First, I've flipped over into "end game" mode. By that, I mean that I expect every tricky triangly whiplashly thing possible. The bull is wounded but not dead. It has resulted in confused markets as the bull wobbles around. But the EW rules still apply. It just takes a different slant on what to choose as the top model. TVIX also has a few very interesting aspect which played a big part in the decisions so check out the high level chart below.
All of the history of a chart has to be considered. This chart has been doing 3 wave moves for some time now which is indicative of internal triangle moves. But back at the start of April there was a major break down and then a back test from below (left most blue circle) that failed at the confluence of two major resistance lines. It got smacked down to a higher low (inclining double bottom) and then on the way back up it again paused at that resistance (blue circle second from left). The it peaked at what I have labeled as wave 3 below. Importantly IMO, those peaks point higher and higher and higher. While not part of EW rules and not part of any other TA I ever studied, I have observed that these peaks are often an arrow pointing to an eventual higher high. Even if they peak and then crash like TVIX did into what I labeled wave 4, that pointer is still valid and it increases the confidence that wave will eventually go higher.

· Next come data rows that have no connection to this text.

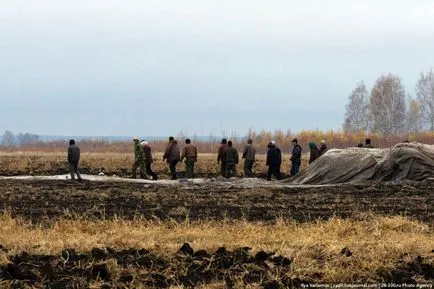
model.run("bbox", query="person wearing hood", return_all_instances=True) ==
[140,140,158,181]
[309,141,319,164]
[319,140,328,156]
[266,141,282,181]
[131,137,145,179]
[217,138,228,177]
[163,137,181,180]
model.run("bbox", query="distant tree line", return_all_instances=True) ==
[1,130,39,147]
[343,70,434,135]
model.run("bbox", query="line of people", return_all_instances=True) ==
[68,137,372,181]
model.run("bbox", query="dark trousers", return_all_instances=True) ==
[185,157,196,179]
[267,165,282,181]
[69,163,81,181]
[220,162,226,177]
[132,159,145,178]
[169,161,179,180]
[225,163,237,178]
[291,161,300,177]
[145,162,158,180]
[244,160,255,177]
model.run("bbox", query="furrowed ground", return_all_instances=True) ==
[0,153,434,288]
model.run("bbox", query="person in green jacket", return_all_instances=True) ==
[131,137,146,179]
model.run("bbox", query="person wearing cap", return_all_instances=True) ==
[243,139,256,178]
[266,141,282,181]
[163,137,181,180]
[181,138,197,179]
[225,141,239,178]
[309,141,319,164]
[217,138,227,177]
[319,140,328,156]
[290,138,302,177]
[131,137,145,179]
[68,139,83,182]
[140,141,158,180]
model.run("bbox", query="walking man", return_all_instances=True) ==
[131,137,145,179]
[225,141,238,178]
[163,137,181,180]
[181,139,197,179]
[217,138,227,177]
[266,141,282,181]
[68,139,83,182]
[140,141,158,181]
[243,139,256,178]
[291,138,301,177]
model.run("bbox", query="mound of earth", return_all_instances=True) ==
[287,143,434,185]
[0,243,434,289]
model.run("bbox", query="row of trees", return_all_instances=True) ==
[0,130,39,147]
[343,70,434,135]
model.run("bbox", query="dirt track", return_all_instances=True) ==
[0,179,434,225]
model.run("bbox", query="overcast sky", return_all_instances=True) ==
[0,0,434,136]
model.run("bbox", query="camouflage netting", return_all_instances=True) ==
[287,143,434,185]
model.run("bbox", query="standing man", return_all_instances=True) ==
[243,139,256,178]
[181,138,197,179]
[225,141,238,178]
[163,137,181,180]
[291,138,301,177]
[266,141,282,181]
[131,137,145,179]
[217,138,227,177]
[140,141,158,181]
[319,140,328,156]
[363,138,374,149]
[309,141,319,164]
[68,139,83,182]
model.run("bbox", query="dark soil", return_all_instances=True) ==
[0,244,434,288]
[0,179,434,225]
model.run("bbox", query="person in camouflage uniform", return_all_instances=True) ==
[181,139,197,179]
[131,137,145,179]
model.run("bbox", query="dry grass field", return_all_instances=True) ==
[0,152,308,178]
[0,152,434,289]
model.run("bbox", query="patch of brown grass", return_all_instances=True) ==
[0,152,308,178]
[0,214,434,282]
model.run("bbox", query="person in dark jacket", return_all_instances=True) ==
[319,140,328,156]
[225,141,238,178]
[291,138,301,177]
[217,138,227,177]
[68,139,83,182]
[363,138,375,149]
[140,140,158,180]
[243,139,256,178]
[309,141,319,164]
[131,137,146,179]
[181,139,197,179]
[266,141,282,181]
[163,139,181,180]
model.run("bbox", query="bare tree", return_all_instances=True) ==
[407,98,422,132]
[371,73,406,135]
[344,82,369,132]
[416,69,434,131]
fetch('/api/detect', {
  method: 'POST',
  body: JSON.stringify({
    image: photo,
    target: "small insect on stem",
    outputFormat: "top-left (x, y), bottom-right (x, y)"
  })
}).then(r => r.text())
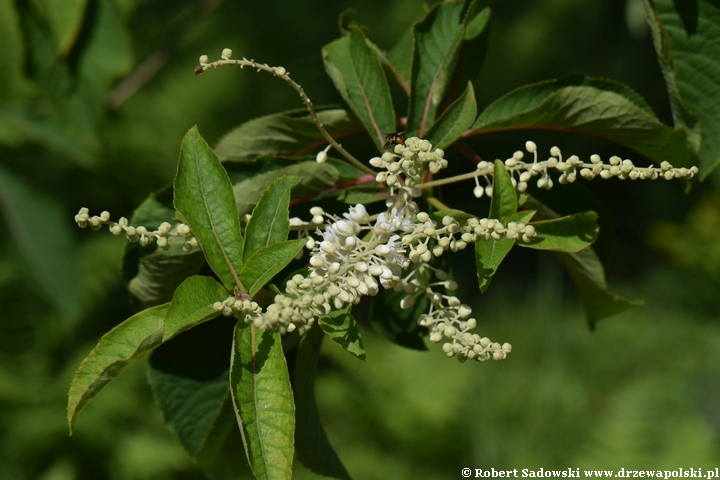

Another point is that from the recent bottom @$6.30 I see 3 waves up into 1. Then 3 waves down into 2. Then 3 waves into 3 where that long, nearly horizontal support/resistance pivot line that began back in January seems to have been the divider between the A and the C wave. Then the same thing back down into today's close, also looking much more like a 3 wave move than a 5 wave move. The reason I waited until the close today is so that 5 of C could play out and it certainly did there at the end.
Zooming in to just show the month of April, here is more detail on how I think it could play out. In order of likelihood that I think they will occur:
- Blue
- Red
- Green
If instead it takes the blue path then I will probably sell speculatively and take the profits at the center line. If it subsequently breaks out past the centerline I can always buy back in.
The green strategy is least likely but I will know that it has been chosen if the center line is broken out by a 3rd wave. In this case, I will be looking for significant resistance at $7.70 - $7.80. That would form a declining double top that would predict lower prices. However, if it breaks to a new high ($7.87 or more), expect it to go all the way to the top of the up-sloping orange line and then throw over before coming back down.